The pre-trained VGG13 network was trained with the prepared training dataset. The training curves and validation curves are shown in Figure 8, after 10 epochs of training, the validation curves almost no longer change. After 10 epochs of training, the model is used for model verification to evaluate the performance. Samsung’s hotspot-detection method based on deep CNN [16] (Shin’s method) and the hotspot-detection methods based on transfer learning in the past two years [25,26] (Xiao’s method and Zhou’s method) are used as references. The hotspot-detection method of Ref. [25] is based on different workflow, and it is based on Inception-v3, ResNet50, and VGG16 networks. Additionally, the hotspot-detection method of Ref. [26] is based on the GoogLeNet network and different workflow. The results of accuracy, recall, precision, and F1 score are compared with the results of references. Since the convolutional layers can be partially released, model training and model verification were performed in the following situations:

(1) In the model-training phase, only the fully connected layers of the pre-trained VGG13 network were released. After 10 epochs of training, the model was evaluated.

(2) In the model-training phase, the fully connected layers and partial convolutional layers of the pre-trained VGG13 network were released. After 10 epochs of training, the model was evaluated.

3.1. All Convolutional Layers Are Frozen

In the model-training phase, only the fully connected layers of the pre-trained VGG13 network were released, so the weights of fully connected layers were updated. Since all the convolutional layers were frozen, all the weights of convolutional layers were applied to hotspot detection. After 10 epochs of training, the model was evaluated.

As shown in Table 2 and Figure 9, the results of the proposed method were compared with the results of references. Since only the recall, precision, and F1 score are given in the references, there is only the accuracy obtained by the proposed method in Figure 9a. Additionally, there are only the average performance of recall, precision, and F1 score in Ref. [25]. The proposed method shows good performance in accuracy; the accuracy is in the range of 96.1% to 99.3%. For the recall performance, the proposed method is not the best, but it is comparable to the results of references; the average recall of the proposed method reaches 97%. Compared with the results of references, there is significant improvement in the precision and F1 score of the proposed method. In the test results of five benchmarks, the precision performance of the proposed method is in the range of 72.4% to 96.8%. The average precision of the proposed method reaches 88.4%, while the results of all references are less than 48%. For the F1 score performance, the F1 score of the proposed method is in the range of 84% to 97.7%, and the average F1 score reaches 91.9%. Compared with the results of references, the proposed method obtains the much better F1 score performance. The proposed method obtains the best F1 score performance, which indicates that the proposed method has the best comprehensive performance in recall and precision. The improvement of precision and F1 score indicates that the proposed hotspot-detection method has low false-alarm rate. A low false-alarm rate will decrease the post-processing steps and decrease the turn-around time of IC manufacturing.

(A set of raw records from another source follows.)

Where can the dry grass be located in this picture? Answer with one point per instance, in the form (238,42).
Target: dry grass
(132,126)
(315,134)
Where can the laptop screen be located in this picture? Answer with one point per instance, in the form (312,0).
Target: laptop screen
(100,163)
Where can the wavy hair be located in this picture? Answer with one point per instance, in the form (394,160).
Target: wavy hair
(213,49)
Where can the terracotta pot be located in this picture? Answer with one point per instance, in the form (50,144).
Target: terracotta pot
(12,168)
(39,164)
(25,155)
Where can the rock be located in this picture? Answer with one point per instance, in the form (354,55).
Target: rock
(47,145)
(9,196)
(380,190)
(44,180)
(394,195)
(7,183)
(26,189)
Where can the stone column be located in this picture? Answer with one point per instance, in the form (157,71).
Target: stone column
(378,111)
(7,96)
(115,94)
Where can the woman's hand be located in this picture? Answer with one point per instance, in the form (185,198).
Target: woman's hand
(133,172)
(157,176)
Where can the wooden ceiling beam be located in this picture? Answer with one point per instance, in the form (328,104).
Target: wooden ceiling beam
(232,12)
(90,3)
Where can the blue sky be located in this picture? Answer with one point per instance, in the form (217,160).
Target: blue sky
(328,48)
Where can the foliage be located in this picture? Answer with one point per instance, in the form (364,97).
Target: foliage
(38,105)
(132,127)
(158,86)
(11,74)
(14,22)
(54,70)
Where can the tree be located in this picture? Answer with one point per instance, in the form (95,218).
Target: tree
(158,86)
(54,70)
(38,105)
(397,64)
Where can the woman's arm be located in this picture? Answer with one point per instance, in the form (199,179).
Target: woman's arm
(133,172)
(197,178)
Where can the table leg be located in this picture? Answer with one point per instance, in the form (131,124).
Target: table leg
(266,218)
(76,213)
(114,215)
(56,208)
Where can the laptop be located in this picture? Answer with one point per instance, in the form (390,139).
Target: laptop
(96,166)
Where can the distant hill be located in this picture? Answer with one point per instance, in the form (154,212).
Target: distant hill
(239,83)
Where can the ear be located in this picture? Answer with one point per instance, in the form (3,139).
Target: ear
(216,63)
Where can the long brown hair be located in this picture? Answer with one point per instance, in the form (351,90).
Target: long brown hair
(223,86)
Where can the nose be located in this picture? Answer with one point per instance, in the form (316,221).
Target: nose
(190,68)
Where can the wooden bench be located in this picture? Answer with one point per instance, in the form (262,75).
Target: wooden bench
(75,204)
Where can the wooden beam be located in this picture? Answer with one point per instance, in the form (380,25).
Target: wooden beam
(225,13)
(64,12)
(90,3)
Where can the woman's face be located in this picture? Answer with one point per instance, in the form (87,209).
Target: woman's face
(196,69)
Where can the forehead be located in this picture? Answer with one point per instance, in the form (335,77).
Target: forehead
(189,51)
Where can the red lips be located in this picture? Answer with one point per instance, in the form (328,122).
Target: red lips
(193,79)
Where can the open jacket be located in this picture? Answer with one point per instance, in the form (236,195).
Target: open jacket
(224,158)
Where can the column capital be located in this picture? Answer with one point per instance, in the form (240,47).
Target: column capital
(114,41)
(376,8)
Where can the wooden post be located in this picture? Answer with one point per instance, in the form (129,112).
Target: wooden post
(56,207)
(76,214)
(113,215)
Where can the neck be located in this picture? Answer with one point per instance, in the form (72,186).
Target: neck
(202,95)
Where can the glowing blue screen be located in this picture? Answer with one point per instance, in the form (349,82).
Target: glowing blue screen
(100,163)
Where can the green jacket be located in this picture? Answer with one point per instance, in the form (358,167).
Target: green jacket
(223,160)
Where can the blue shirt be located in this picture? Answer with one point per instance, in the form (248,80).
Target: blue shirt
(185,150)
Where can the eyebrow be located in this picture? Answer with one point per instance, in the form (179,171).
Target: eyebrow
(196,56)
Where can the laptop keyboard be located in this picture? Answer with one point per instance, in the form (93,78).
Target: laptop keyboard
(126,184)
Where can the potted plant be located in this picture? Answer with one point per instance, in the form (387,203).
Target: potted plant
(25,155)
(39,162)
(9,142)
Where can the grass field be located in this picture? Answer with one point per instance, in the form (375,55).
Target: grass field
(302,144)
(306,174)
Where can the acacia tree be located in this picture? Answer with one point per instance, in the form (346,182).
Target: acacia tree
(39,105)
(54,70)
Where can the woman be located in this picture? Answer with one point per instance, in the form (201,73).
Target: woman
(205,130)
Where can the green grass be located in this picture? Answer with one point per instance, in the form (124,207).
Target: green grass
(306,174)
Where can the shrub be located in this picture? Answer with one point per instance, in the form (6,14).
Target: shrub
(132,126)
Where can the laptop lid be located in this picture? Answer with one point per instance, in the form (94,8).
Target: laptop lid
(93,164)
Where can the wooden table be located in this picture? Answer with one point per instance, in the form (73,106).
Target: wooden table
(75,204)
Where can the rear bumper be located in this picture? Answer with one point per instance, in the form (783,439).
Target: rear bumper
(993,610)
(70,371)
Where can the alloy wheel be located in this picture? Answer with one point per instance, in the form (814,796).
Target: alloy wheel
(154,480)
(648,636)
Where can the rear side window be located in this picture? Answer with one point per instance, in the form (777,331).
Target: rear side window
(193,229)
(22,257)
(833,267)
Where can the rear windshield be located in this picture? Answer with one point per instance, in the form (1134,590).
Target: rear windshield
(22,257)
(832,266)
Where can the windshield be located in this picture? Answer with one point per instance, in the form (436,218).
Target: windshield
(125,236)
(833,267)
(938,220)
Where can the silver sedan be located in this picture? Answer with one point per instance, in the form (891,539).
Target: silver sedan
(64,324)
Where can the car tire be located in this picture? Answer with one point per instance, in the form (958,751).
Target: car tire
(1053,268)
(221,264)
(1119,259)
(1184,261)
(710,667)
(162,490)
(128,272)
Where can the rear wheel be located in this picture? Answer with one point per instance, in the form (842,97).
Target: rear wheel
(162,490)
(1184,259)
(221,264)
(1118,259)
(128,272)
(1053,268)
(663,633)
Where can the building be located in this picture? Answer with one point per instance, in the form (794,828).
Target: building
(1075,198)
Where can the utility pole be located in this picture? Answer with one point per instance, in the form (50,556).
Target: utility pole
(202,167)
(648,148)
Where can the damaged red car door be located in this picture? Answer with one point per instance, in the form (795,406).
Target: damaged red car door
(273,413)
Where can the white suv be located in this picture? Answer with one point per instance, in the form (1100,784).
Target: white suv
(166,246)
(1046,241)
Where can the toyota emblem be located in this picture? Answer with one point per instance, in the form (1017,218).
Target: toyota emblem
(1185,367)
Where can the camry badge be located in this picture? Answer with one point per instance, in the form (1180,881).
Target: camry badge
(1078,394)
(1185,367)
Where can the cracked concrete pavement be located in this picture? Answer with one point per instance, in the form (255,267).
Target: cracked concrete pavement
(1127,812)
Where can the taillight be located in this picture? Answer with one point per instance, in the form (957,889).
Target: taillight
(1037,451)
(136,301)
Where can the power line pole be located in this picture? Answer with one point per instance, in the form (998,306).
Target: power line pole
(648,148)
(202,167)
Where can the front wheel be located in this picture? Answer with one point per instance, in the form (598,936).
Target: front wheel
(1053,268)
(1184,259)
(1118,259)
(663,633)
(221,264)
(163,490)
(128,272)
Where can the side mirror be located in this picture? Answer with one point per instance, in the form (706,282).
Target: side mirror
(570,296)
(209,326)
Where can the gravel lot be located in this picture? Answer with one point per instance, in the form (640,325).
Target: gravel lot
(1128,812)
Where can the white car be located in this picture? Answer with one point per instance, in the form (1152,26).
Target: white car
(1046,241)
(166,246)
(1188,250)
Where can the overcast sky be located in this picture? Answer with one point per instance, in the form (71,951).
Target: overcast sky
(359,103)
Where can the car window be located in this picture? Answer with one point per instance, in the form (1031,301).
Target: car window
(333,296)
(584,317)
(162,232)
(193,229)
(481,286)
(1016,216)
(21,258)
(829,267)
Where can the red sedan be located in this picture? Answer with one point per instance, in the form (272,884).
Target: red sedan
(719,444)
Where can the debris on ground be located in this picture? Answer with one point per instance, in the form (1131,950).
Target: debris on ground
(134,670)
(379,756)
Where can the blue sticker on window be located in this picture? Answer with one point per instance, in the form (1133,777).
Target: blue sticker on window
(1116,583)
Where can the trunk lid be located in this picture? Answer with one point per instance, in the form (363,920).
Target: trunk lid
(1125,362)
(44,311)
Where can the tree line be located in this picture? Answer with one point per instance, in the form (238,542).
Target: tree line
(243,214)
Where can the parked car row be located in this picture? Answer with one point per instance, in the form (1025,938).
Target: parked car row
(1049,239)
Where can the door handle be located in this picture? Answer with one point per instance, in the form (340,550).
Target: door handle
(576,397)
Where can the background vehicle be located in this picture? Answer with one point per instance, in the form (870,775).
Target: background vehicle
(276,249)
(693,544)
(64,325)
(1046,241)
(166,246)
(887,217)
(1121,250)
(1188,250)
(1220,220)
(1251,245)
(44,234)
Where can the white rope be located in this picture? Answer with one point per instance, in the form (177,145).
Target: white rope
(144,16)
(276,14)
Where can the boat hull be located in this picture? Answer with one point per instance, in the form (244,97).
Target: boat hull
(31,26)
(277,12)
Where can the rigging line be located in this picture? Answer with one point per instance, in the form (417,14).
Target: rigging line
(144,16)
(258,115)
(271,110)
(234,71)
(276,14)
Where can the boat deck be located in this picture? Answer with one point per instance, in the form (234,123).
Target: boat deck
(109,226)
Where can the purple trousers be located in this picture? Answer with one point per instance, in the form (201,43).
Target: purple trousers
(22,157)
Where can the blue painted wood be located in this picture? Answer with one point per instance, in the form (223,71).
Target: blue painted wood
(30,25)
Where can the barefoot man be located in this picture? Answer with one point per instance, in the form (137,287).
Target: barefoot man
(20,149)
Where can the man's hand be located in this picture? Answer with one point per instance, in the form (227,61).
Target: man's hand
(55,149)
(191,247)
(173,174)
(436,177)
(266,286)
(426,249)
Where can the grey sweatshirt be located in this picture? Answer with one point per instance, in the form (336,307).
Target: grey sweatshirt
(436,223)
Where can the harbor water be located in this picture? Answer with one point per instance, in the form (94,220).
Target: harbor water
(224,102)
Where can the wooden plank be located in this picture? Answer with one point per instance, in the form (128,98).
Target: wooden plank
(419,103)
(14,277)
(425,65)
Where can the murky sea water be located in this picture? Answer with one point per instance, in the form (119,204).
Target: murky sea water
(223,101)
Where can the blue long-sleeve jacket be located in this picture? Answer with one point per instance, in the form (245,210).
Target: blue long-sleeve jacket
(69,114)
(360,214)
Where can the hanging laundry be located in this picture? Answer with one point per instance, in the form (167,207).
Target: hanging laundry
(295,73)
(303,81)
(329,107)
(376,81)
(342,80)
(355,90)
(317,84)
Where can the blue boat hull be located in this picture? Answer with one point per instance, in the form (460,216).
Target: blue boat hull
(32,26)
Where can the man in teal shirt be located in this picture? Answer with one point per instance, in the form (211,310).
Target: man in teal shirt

3.2. Partial Convolutional Layers Are Released

In the model-training phase, the fully connected layers and partial convolutional layers of the pre-trained VGG13 network were released, so that the weights of the released layers were updated. The more convolutional layers released, the more weights are updated. In order to test the effect of updating the weights of the convolutional layers on the results, partial convolutional layers were released for model training. Model training and model verification were carried out in the following situations:

Case 1: In the model-training phase, the fully connected layers and the last two convolutional layers were released. After 10 epochs of training, the model was evaluated.

Case 2: In the model-training phase, the fully connected layers and the last five convolutional layers were released. After 10 epochs of training, the model was evaluated.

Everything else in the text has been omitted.